Ukrop's, based here, has offered the shopping carts and bins, both from Instore Products Limited, Mississauga, Ontario, for up to five years in 12 of its other 28 existing stores. In those 12 stores and in the new outlet, which opens May 25, the two-tier cart has replaced traditional shopping carts. The two-tier carts hold up to five of the Greenbox bins.
Ukrop's no longer actively promotes use of the Greenbox bins, aimed at helping the environment by reducing use of plastic and paper grocery bags. The bins are available in only a few stores (not including the new one), though interest in the bins may be revived by a recent propositions in San Francisco for a 17 cent bag "tax" on grocery bags.
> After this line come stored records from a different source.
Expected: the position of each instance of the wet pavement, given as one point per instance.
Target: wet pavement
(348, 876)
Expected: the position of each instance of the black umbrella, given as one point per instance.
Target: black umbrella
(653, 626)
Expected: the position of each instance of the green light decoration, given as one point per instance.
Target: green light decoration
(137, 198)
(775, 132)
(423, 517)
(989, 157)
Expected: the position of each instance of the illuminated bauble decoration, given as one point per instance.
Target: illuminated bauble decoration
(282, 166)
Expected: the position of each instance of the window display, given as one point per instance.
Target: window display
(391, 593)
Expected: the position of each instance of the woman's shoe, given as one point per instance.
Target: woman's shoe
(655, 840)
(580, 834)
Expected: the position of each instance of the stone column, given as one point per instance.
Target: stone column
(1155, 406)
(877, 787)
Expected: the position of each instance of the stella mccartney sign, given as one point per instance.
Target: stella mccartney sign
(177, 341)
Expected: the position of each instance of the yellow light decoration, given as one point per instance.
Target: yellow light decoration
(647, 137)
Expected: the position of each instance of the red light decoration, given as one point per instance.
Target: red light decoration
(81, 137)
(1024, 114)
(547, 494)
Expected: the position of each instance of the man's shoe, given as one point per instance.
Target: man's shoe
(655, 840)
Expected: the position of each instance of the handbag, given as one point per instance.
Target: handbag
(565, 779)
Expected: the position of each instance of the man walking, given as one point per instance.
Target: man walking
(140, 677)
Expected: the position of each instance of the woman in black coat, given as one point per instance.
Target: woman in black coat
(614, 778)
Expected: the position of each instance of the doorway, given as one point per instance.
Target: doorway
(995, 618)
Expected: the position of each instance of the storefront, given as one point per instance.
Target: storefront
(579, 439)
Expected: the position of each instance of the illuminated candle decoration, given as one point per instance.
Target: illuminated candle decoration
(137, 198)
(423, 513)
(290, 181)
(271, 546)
Shoppers who use the bins purchase them for $2, Ukrop's cost, and use them in the cart and to transport goods to their homes, bringing them back on the next trip. The highest rate on bin usage has been 380 to 400 per week, said Dan Beran, senior director of purchasing, Ukrop's.
Ukrop's also offers a 4 cent per bag rebate to shoppers who return bags. Less than 5% of shoppers return their bags for rebates, Beran said.
Even without the bins, Ukrop's have found that shoppers like the two-tier shopping carts better than traditional carts. "They like putting their 'crushables' -- perishables, bread -- in the top area, and use the bottom as a pile-up area," Beran said.
"We're still purchasing the [two-tier] carts because it differentiates us, customers seem to like them, and we like them," he said.
The two-tier carts cost retailers between $110 and $120 each, based on volume, said David MacAleese, president of Instore Products, adding that traditional carts average about $90 apiece.